In our main results, we document how a different economic incentive (bond issuance) influences a different type of cost shifting (between categories of uncompensated care). Overall, our results extend Krishnan and Yetman’s (2011) findings and provide evidence of how nonprofit hospital managers use discretion to report favorable results and to respond to external pressure from stakeholders.

6 Conclusion

In exchange for the provision of social goods, nonprofit organizations receive a number of economically valuable tax benefits, including access to the tax-free municipal bond market. Anecdotal evidence suggests that it is common for nonprofits to “window dress” their financial reports around a bond issuance. We test this assertion and whether such window dressing lowers nonprofit debt costs. Using a sample of nonprofit hospitals located in California, our evidence suggests that nonprofit hospitals use discretion to shift costs from bad debt expense to charity care in anticipation of entering the bond market. The cost shifting appears to begin as early as three years prior to the bond issuance, reverses during the subsequent three years, and is associated with a lower cost of debt. Our results contribute to the accounting research literature that investigates nonprofit incentives and accounting discretion as well as nonprofit hospital accounting and reporting. Our study also informs a growing stream of research that examines how social output is measured and associated with the extent of taxes paid.

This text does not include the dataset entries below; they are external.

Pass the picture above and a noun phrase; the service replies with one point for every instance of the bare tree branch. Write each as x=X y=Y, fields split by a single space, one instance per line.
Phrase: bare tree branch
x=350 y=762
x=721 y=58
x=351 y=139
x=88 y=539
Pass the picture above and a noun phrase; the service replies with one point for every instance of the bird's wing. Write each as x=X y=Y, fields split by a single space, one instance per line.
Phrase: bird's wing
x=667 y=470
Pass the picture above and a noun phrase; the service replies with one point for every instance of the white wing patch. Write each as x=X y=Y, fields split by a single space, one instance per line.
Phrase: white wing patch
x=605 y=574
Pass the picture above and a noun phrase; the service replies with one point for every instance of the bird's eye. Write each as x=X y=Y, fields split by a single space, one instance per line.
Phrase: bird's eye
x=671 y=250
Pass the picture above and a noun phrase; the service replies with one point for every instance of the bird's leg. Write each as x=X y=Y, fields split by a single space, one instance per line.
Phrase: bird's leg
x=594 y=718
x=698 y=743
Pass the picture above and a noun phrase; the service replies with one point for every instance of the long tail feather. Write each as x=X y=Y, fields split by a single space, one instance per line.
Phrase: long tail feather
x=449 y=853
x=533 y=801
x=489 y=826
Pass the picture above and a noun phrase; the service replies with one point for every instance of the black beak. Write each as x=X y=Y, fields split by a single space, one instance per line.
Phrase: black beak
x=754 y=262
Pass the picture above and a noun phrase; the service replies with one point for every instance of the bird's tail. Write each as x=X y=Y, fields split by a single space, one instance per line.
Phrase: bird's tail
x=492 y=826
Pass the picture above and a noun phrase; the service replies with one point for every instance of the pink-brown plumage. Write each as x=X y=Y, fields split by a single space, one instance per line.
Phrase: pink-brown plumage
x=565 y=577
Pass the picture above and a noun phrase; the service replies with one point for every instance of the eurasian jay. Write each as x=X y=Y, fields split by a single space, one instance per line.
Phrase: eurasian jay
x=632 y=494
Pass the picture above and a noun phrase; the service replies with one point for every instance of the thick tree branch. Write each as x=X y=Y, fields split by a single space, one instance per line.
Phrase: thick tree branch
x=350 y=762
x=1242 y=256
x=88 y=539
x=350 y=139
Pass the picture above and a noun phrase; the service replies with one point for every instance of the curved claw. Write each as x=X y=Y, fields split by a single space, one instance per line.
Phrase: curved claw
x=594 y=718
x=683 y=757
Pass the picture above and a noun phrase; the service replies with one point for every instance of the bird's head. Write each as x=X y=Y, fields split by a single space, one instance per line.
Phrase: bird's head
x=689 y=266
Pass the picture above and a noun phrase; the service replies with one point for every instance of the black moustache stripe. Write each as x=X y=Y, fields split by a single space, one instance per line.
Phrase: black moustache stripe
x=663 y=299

Our study has important implications for public policy and the supply of capital among nonprofits. The strategy of shifting costs from bad debt to charity care prior to bond issuance could lead to suboptimal resource allocation by creditors. Bad debt expense creates uncertainty about future cash flows that are required for repaying principal and interest. If managers shift expenses opportunistically, the implied certainty of realizing non-charity patient revenues temporarily increases before bond issuance but returns to normal levels in future years. Therefore, any creditor projections of cash flows on future non-charity care related revenues would be overstated.

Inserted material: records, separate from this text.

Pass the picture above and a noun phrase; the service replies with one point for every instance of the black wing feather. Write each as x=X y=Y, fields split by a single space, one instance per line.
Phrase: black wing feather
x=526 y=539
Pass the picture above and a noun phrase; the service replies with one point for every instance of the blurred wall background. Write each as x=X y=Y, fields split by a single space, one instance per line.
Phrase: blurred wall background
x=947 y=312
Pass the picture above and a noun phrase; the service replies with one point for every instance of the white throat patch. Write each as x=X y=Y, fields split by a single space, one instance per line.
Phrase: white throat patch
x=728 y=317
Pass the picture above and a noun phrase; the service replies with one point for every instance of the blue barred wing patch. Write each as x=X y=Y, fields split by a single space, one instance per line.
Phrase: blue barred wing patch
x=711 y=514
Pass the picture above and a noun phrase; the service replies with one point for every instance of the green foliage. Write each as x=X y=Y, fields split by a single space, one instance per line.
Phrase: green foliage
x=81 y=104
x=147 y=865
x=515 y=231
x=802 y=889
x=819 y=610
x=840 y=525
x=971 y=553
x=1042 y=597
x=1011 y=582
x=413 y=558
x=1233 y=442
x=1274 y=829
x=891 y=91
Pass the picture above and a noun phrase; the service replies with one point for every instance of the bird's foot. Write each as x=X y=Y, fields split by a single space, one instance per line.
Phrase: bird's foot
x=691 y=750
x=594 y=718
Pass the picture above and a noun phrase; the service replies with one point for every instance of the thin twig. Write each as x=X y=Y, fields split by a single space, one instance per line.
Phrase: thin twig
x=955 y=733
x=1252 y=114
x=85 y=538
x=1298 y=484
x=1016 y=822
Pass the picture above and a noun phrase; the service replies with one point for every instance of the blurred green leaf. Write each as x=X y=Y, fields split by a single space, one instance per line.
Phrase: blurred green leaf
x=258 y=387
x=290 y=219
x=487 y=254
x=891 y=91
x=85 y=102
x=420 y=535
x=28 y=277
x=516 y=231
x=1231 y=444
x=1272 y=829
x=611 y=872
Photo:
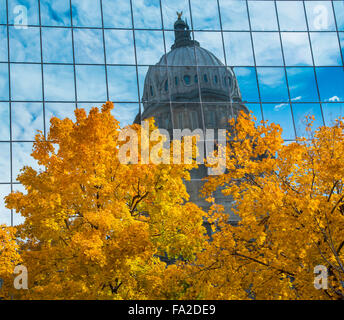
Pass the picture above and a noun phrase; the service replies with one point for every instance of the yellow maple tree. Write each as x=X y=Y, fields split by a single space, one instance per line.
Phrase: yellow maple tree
x=290 y=200
x=96 y=228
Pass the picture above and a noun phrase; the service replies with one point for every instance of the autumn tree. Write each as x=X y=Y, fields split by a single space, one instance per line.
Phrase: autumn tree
x=96 y=228
x=9 y=259
x=290 y=200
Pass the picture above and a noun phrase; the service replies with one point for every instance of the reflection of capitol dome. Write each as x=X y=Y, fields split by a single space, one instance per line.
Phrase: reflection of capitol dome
x=190 y=88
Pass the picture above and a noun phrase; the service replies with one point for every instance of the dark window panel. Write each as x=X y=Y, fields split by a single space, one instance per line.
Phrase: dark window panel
x=23 y=11
x=26 y=82
x=302 y=84
x=296 y=48
x=301 y=111
x=272 y=84
x=86 y=13
x=25 y=44
x=4 y=121
x=291 y=16
x=3 y=44
x=238 y=47
x=57 y=45
x=280 y=114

As the first to explore the link between tax-exempt bond issuance and managerial discretion in the nonprofit hospital setting, our study serves a timely purpose. Regulators, donors, legislators, and community members often challenge the merit of the numerous public policy benefits that nonprofit hospitals receive, including access to the tax-exempt debt market. By demonstrating that entering the tax-exempt debt market incentivizes strategic expense reporting, our study contributes to this debate. However, we acknowledge that our study utilizes sample data from a single state (California) and that our results and inferences may not extend to other states’ regulatory settings. We believe the California environment is largely representative in regard to both the regulatory pressures to provide charity care and the tax-exempt debt market expectations that nonprofit hospitals face in other US municipalities. Nevertheless, given the economic importance of nonprofit hospitals within the healthcare system, further study using data from other locations is warranted.

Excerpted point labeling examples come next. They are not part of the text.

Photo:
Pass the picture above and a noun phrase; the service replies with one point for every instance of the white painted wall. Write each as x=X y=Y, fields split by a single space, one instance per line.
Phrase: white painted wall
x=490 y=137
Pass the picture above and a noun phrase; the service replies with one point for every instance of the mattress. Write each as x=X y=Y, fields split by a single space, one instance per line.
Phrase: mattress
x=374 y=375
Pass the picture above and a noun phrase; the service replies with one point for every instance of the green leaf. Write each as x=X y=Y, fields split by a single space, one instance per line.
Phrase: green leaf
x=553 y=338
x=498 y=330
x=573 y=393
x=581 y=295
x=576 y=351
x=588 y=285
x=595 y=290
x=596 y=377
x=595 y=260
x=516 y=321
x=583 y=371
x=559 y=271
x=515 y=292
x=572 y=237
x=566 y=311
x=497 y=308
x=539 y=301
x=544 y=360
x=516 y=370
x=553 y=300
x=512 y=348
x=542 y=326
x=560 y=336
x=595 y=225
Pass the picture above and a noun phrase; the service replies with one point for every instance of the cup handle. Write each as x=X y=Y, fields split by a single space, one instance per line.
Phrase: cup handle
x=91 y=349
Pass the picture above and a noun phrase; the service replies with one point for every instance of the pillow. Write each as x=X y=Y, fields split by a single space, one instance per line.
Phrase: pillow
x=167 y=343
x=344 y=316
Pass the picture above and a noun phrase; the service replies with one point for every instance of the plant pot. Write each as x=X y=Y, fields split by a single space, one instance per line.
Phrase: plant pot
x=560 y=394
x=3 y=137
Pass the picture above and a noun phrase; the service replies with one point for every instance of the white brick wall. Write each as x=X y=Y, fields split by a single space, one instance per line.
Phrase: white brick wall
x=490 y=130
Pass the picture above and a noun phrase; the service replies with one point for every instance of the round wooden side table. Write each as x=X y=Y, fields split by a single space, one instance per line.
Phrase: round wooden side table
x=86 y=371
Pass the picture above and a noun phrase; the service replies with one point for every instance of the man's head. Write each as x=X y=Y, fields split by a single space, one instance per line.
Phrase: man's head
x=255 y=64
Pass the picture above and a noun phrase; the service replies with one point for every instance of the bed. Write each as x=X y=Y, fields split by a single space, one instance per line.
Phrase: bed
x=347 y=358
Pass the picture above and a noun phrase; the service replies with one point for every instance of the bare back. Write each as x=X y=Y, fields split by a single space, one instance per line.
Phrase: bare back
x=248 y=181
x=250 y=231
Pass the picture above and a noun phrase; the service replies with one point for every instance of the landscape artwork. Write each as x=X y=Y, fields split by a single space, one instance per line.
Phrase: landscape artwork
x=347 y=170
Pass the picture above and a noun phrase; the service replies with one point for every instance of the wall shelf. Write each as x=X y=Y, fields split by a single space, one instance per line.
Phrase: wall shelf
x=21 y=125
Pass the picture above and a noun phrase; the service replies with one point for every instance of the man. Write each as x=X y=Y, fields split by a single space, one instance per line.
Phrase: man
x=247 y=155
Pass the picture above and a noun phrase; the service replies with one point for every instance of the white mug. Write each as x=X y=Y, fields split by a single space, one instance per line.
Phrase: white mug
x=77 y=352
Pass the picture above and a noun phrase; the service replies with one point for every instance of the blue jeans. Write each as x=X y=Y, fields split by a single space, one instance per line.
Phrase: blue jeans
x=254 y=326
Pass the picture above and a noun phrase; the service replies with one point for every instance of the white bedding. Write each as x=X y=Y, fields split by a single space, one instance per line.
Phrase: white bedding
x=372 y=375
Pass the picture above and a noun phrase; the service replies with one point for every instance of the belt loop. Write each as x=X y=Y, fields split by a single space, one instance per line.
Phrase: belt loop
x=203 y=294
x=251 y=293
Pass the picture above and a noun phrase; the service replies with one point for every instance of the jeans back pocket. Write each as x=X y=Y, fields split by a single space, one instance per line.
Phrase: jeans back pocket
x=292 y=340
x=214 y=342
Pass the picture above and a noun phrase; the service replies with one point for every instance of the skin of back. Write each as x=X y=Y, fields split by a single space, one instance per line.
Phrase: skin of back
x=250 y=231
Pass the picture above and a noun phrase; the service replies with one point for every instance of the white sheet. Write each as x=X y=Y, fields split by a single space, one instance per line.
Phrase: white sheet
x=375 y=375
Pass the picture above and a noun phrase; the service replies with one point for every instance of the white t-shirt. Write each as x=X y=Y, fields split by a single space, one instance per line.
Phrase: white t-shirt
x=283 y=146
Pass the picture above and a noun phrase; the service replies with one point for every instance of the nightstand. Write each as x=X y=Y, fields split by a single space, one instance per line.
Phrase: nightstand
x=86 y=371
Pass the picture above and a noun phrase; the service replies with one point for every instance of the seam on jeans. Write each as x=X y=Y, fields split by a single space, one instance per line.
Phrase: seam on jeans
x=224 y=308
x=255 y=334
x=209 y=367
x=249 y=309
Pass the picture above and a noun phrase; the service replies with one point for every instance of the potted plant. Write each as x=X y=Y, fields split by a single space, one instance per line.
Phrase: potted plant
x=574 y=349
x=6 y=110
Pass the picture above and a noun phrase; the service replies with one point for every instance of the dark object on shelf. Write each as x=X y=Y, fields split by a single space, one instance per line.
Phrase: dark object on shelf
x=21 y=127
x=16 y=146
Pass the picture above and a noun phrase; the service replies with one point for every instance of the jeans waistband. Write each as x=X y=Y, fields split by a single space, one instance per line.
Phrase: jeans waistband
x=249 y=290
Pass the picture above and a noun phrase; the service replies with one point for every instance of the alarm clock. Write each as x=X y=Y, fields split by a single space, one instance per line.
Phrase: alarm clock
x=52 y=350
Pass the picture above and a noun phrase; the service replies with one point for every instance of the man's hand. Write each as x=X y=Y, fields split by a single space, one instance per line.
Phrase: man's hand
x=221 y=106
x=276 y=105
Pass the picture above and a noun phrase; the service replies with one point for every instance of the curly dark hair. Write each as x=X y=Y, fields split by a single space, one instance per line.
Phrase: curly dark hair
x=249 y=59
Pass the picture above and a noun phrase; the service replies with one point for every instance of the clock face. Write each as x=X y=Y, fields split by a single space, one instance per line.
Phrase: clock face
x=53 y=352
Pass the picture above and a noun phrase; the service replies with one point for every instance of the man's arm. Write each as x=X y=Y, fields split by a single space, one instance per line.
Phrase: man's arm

Finally, the findings from our study can inform the research literature and regulatory oversight with regard to the intersection of tax avoidance and CSR by large multinational corporations. Within our setting, we demonstrate a systematic strategy, by nonprofits, to overstate socially responsible performance around discrete events (i.e., bond issuances), and show that this behavior persists within a regulatory regime over a relatively long period, despite awareness raised by the popular press. Similar instances likely exist in corporations seeking tax benefits that are tied to specific (and discrete) CSR investments.32 Therefore, our results have possible implications regarding the optimal design of CSR-related tax exemptions and subsidies. For example, a claw-back period may be necessary if these types of tax exemptions are granted around discrete event.

Acknowledgments

We gratefully acknowledge the 2020 RAST Conference participants, Ranjani Krishnan (discussant), Patricia Dechow (editor), and two anonymous reviewers for their valuable insights and suggestions. We also appreciate the helpful comments we received from participants at the 2016 Southeast Summer Accounting Research Conference, the 2016 AAA Southeastern Regional meeting, the 2017 AAA Management Accounting Section midyear meeting, the 2017 AAA annual meeting, and workshops at George Mason University, Georgetown University, University of California – Davis, University of Alabama, and University of Toledo. We also appreciate the advice and feedback of David Cicero, Doug Cook, Shawn Mobbs, Linda Parsons, Shane Underwood, Paul Wong, Bob Yetman, and Michelle Yetman.
Open Access This article is licensed under a Creative Commons Attribution 4.0 International License, which permits use, sharing, adaptation, distribution and reproduction in any medium or format, as long as you give appropriate credit to the original author(s) and the source, provide a link to the Creative Commons licence, and indicate if changes were made. The images or other third party material in this article are included in the article's Creative Commons licence, unless indicated otherwise in a credit line to the material. If material is not included in the article's Creative Commons licence and your intended use is not permitted by statutory regulation or exceeds the permitted use, you will need to obtain permission directly from the copyright holder. To view a copy of this licence, visit http://​creativecommons.​org/​licenses/​by/​4.​0/​.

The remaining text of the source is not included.